You are viewing a plain text version of this content. The canonical link for it is here.
Posted to users@spamassassin.apache.org by Sebastian Arcus <s....@open-t.co.uk> on 2018/04/07 15:42:13 UTC
MSGID_SPAM_CAPS fp's hitting messages from The Pension Regulator in
UK
I'm not entirely sure what is the cause of this - notification emails
from The Pension Regulator in UK (a government body overseeing pensions)
have the destination email in upper case as part of the Message-ID. I
don't know if the user has input their email address in caps when
creating the account with TPR, and the system at TPR just preserves caps
- or maybe their email software does that on purpose somehow. In all
events, all email notifications from them go straight to the Junk
folder.
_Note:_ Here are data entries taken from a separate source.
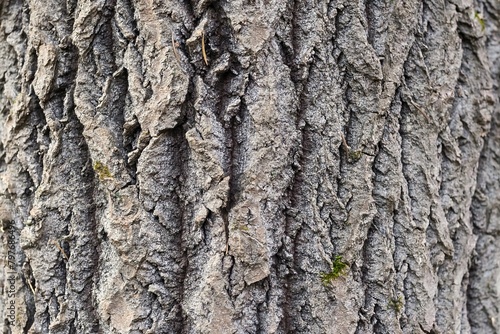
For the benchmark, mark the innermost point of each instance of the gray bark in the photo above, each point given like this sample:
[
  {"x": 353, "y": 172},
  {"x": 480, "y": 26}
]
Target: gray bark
[{"x": 201, "y": 166}]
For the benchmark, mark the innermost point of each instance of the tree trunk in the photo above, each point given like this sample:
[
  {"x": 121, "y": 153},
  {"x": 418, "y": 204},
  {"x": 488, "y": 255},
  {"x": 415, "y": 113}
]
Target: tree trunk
[{"x": 250, "y": 166}]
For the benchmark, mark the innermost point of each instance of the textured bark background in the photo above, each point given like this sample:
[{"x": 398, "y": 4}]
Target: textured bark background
[{"x": 152, "y": 192}]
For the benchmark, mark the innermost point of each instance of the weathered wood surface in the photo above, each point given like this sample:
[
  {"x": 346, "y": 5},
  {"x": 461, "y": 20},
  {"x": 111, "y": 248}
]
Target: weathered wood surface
[{"x": 153, "y": 193}]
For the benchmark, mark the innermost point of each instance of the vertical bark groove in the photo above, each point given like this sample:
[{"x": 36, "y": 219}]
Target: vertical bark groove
[{"x": 156, "y": 192}]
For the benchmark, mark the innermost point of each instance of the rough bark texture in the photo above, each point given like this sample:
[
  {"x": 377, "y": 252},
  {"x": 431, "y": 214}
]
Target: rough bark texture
[{"x": 151, "y": 190}]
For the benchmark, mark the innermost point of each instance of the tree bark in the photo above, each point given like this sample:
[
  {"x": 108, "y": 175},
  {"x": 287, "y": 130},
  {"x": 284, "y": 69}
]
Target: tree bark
[{"x": 250, "y": 166}]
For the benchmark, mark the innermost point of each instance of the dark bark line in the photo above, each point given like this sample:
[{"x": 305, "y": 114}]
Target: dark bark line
[{"x": 160, "y": 194}]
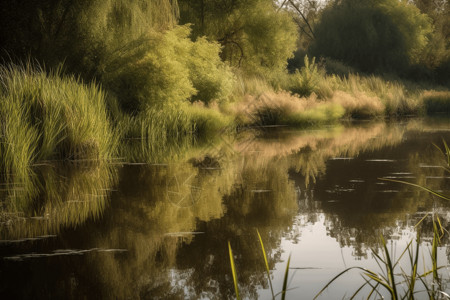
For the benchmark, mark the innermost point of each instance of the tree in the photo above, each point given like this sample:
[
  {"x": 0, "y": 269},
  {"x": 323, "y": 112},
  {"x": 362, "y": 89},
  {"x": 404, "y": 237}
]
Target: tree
[
  {"x": 254, "y": 35},
  {"x": 372, "y": 35},
  {"x": 80, "y": 33}
]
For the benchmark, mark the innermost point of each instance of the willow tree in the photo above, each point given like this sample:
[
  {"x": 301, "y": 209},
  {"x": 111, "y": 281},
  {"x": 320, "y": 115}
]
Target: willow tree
[
  {"x": 254, "y": 34},
  {"x": 80, "y": 33},
  {"x": 372, "y": 35}
]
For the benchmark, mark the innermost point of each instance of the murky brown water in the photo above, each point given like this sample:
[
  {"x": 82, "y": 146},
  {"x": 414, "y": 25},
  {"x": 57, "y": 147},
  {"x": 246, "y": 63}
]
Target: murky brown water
[{"x": 160, "y": 230}]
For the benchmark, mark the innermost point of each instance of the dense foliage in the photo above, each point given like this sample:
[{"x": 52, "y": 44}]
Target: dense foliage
[
  {"x": 373, "y": 35},
  {"x": 255, "y": 34},
  {"x": 80, "y": 33}
]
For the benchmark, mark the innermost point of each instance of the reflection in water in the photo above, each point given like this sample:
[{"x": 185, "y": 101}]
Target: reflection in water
[
  {"x": 163, "y": 231},
  {"x": 54, "y": 198}
]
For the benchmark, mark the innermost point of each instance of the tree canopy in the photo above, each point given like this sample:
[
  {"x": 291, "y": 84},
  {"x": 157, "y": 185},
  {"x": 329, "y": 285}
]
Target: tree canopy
[
  {"x": 373, "y": 35},
  {"x": 254, "y": 34}
]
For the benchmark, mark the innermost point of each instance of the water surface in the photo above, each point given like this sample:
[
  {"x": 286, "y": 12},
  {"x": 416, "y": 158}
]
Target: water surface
[{"x": 160, "y": 229}]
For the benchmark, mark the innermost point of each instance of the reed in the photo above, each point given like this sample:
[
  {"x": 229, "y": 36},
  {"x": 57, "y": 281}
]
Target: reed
[{"x": 46, "y": 116}]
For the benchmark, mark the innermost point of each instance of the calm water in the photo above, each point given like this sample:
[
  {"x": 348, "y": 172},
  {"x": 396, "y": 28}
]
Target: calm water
[{"x": 152, "y": 231}]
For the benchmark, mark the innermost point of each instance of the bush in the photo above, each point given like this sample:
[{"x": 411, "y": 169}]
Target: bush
[
  {"x": 167, "y": 68},
  {"x": 306, "y": 80},
  {"x": 372, "y": 35},
  {"x": 212, "y": 79}
]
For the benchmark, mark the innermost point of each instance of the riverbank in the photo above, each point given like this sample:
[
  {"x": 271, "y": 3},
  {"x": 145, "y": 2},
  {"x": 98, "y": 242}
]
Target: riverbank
[{"x": 48, "y": 115}]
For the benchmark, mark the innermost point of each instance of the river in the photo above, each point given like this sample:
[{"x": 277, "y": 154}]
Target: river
[{"x": 160, "y": 230}]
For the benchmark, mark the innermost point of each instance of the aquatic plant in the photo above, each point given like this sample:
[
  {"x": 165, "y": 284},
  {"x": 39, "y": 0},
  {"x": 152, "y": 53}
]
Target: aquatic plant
[{"x": 48, "y": 116}]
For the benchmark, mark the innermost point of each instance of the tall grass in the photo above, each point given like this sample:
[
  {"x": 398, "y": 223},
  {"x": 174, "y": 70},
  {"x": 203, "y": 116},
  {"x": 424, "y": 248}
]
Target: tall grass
[
  {"x": 164, "y": 132},
  {"x": 286, "y": 272},
  {"x": 47, "y": 116}
]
Do the standards really require a message id to be in all lower
case?
I've enclosed one of the messages received here:
https://pastebin.com/9Bmu3pj1
Re: MSGID_SPAM_CAPS fp's hitting messages from The Pension Regulator
in UK
Posted by Sebastian Arcus <s....@open-t.co.uk>.
On 07/04/18 21:20, Bill Cole wrote:
> On 7 Apr 2018, at 11:42 (-0400), Sebastian Arcus wrote:
>
>> Do the standards really require a message id to be in all lower case?
>
> Of course not, and that's also not an accurate description of
> MSGID_SPAM_CAPS.
>
> A small minority of rules in SA are based on any external standard. They
> are empirical and pragmatic, not legalistic. There is a complex analysis
> of multiple mail streams used to generate scores for the rules and to
> decide which rules are good enough to publish in updates, run on a daily
> basis because it takes most of a day to run. The fact that
> MSGID_SPAM_CAPS exists with that name (and mot with a 'T_' or
> developer's tag prefix) implies that at some point in the past it was
> reliable enough as an indicator of spam to be part of the default set.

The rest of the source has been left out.